Hiram College

Hiram College Garfield Presidency Scholars Danni Lynn McDonald ’19, Matthew Mitchell ’20, and Hannah Waldman ’20 presented talks on the public service roles of two generations of the President James A. Garfield family at the fourth annual Garfield Symposium at the Chagrin Falls Public Library on November 4.

Hosted by the James A. Garfield Civil War Round Table (CWRT), the symposium, “The Garfields of Northeast Ohio,” highlighted the lasting impact of Garfield’s legacy, as carried out by his descendants in Northeast Ohio. Benjamin Frayser, commander, James A. Garfield CWRT, delivered the keynote address. For the panel featuring the three Garfield Presidency Scholars, McDonald presented on Eleanor B. Garfield, the president’s granddaughter-in-law; Mitchell examined the life and career of Garfield’s second son, James R. Garfield; and Waldman focused on Garfield’s oldest son, Harry A. Garfield.

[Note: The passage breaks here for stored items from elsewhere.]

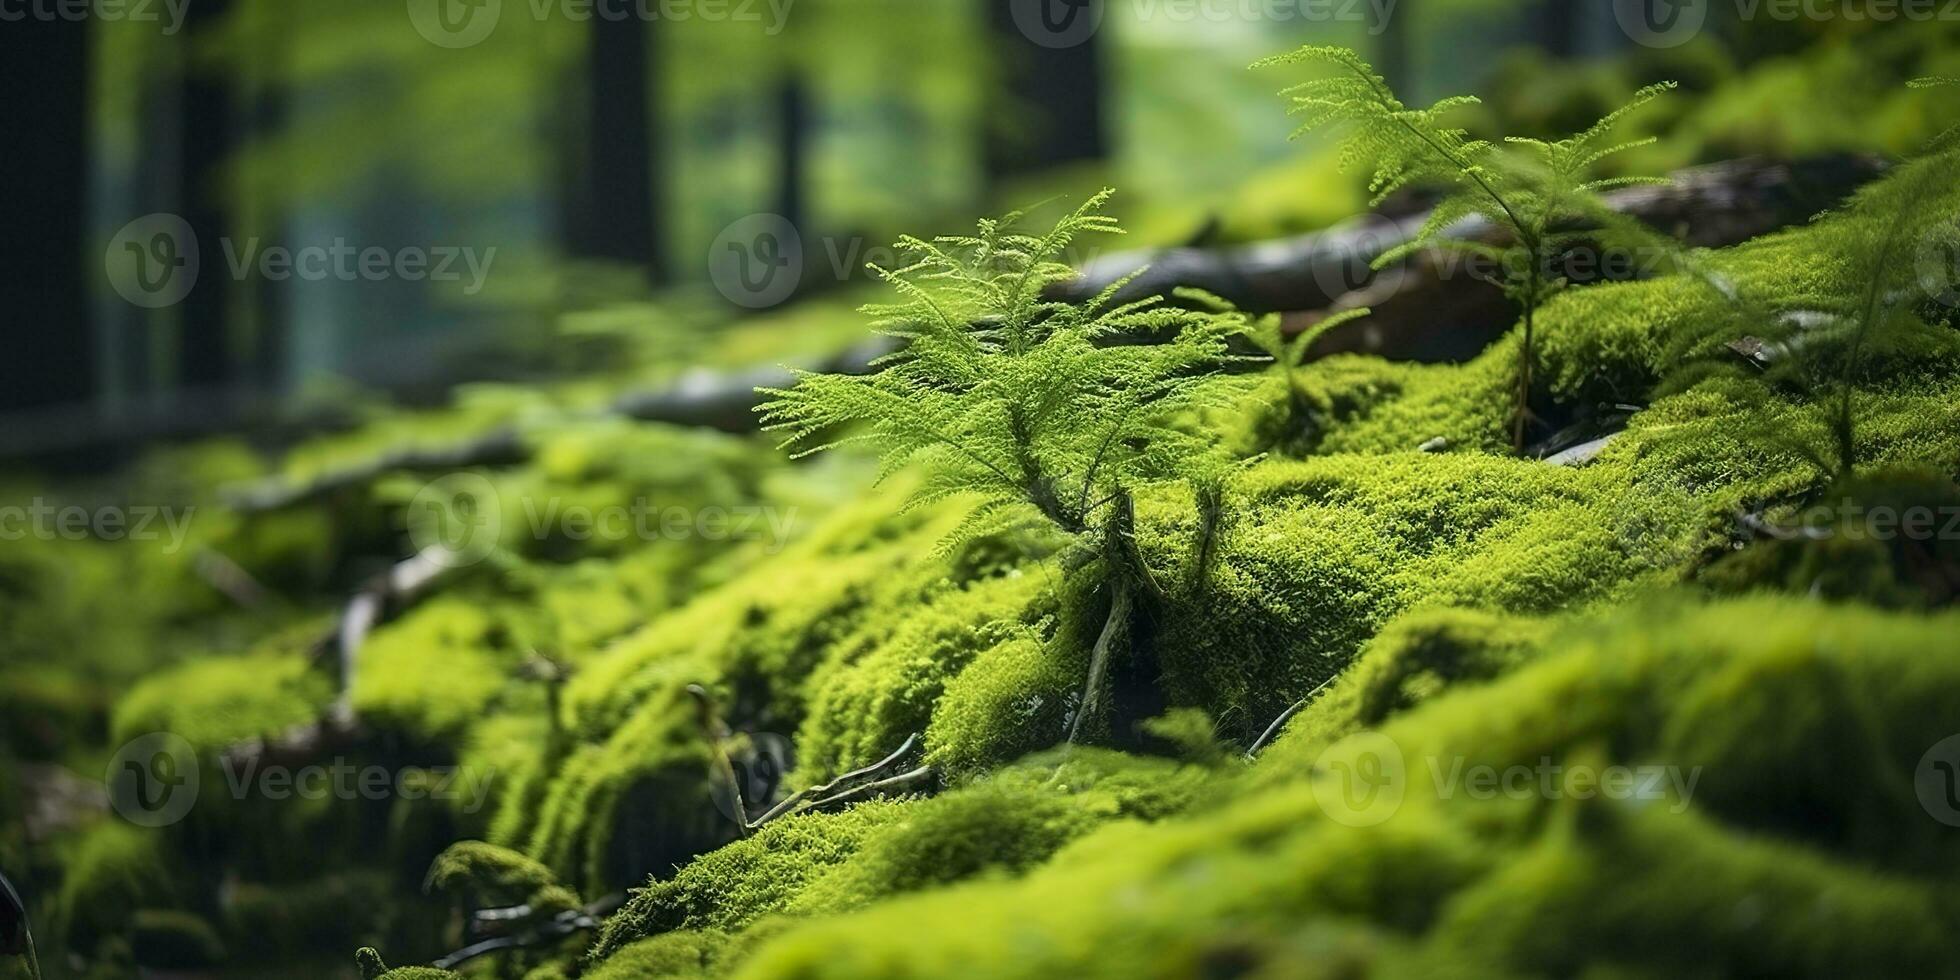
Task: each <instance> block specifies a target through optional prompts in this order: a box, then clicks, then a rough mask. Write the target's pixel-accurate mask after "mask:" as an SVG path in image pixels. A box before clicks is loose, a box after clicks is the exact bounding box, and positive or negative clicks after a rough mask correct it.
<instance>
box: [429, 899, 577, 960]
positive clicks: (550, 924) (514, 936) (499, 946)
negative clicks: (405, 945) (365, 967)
mask: <svg viewBox="0 0 1960 980" xmlns="http://www.w3.org/2000/svg"><path fill="white" fill-rule="evenodd" d="M598 927H600V921H598V917H594V915H592V913H588V911H584V909H564V911H561V913H557V915H553V917H551V921H545V923H541V925H537V927H533V929H525V931H523V933H514V935H500V937H496V939H484V941H480V943H470V945H466V947H463V949H459V951H455V953H451V955H447V956H443V958H439V960H435V964H433V966H435V968H437V970H455V968H457V966H463V964H465V962H468V960H474V958H476V956H484V955H490V953H496V951H500V949H523V947H535V945H541V943H547V941H551V939H563V937H566V935H572V933H576V931H584V929H598Z"/></svg>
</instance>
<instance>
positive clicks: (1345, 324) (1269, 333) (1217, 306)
mask: <svg viewBox="0 0 1960 980" xmlns="http://www.w3.org/2000/svg"><path fill="white" fill-rule="evenodd" d="M1172 294H1174V296H1176V298H1180V300H1184V302H1186V304H1192V306H1198V308H1201V310H1211V312H1213V314H1217V316H1223V318H1237V319H1239V333H1243V335H1245V337H1247V339H1249V341H1252V345H1254V347H1258V353H1260V355H1264V357H1268V359H1272V368H1274V370H1272V374H1274V376H1276V378H1278V382H1280V384H1278V386H1280V398H1278V406H1274V408H1278V410H1280V416H1278V419H1276V421H1278V425H1276V429H1278V431H1276V435H1278V439H1280V445H1288V447H1299V445H1303V443H1305V441H1307V437H1309V435H1311V431H1313V427H1315V425H1317V419H1315V408H1317V406H1315V404H1313V398H1311V396H1309V394H1307V390H1305V388H1303V386H1301V384H1299V372H1298V370H1296V368H1298V367H1299V365H1301V363H1303V361H1305V357H1307V349H1309V347H1313V341H1317V339H1321V337H1325V335H1327V333H1331V331H1335V329H1339V327H1343V325H1347V323H1352V321H1356V319H1362V318H1366V316H1368V314H1372V312H1374V310H1370V308H1366V306H1362V308H1354V310H1341V312H1335V314H1329V316H1327V318H1323V319H1321V321H1317V323H1313V325H1309V327H1305V329H1301V331H1298V333H1294V335H1292V337H1288V335H1286V323H1284V319H1282V318H1280V316H1278V314H1268V316H1260V318H1252V316H1250V314H1245V312H1241V310H1239V308H1235V306H1233V304H1231V302H1229V300H1225V298H1221V296H1217V294H1211V292H1205V290H1198V288H1188V286H1186V288H1178V290H1174V292H1172Z"/></svg>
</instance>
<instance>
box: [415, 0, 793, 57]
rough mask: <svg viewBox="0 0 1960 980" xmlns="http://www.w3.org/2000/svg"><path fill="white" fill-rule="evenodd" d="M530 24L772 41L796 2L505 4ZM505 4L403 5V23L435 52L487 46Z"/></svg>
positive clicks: (714, 1)
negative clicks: (747, 28) (631, 23)
mask: <svg viewBox="0 0 1960 980" xmlns="http://www.w3.org/2000/svg"><path fill="white" fill-rule="evenodd" d="M519 2H521V4H523V10H525V12H527V14H529V16H531V20H533V22H539V24H543V22H547V20H553V18H557V20H568V22H574V24H586V22H594V20H604V22H623V20H637V22H649V24H651V22H676V24H678V22H690V20H698V22H708V24H760V25H762V33H764V35H768V37H774V35H778V33H782V27H784V25H786V24H788V20H790V6H792V4H796V0H510V4H512V6H514V8H517V4H519ZM504 4H506V0H408V22H410V24H412V25H414V27H416V33H419V35H421V37H423V39H425V41H429V43H431V45H437V47H474V45H480V43H482V41H486V39H488V37H490V35H492V33H494V31H496V25H498V22H502V20H504Z"/></svg>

Though the 20th president’s time in the executive office was brief, most Hiram College students are familiar with the Garfield name and legacy. The president served as the second principal of the college, when it was known as the Western Reserve Eclectic Institute. Garfield’s philosophies on liberal arts education have made a lasting impact on the college as it exists today.

“The presentations truly highlighted what a remarkable family the Garfields were and still are, spanning several generations. It was fascinating hearing from people who are passionate about the history of the family, and they were extremely excited to have us at the symposium,” Waldman said. “I learned so much about the man that President Garfield was by learning about the men his sons were.”

In preparation for the conference, Waldman and her peers conducted research with assistance from Douglas Brattebo, Ph.D., associate professor of political science and director of the James A. Garfield Center for the Study of the American Presidency.

Dr. Brattebo accompanied the students at the symposium, introducing their presentations and moderating discussion.

“It is always wonderful to see the Garfield Presidency Scholars represent the college so capably at the symposium,” Dr. Brattebo commented.  “I am proud of their competence and maturity, and I am delighted that they have gained valuable experience in making presentations in a formal conference setting.”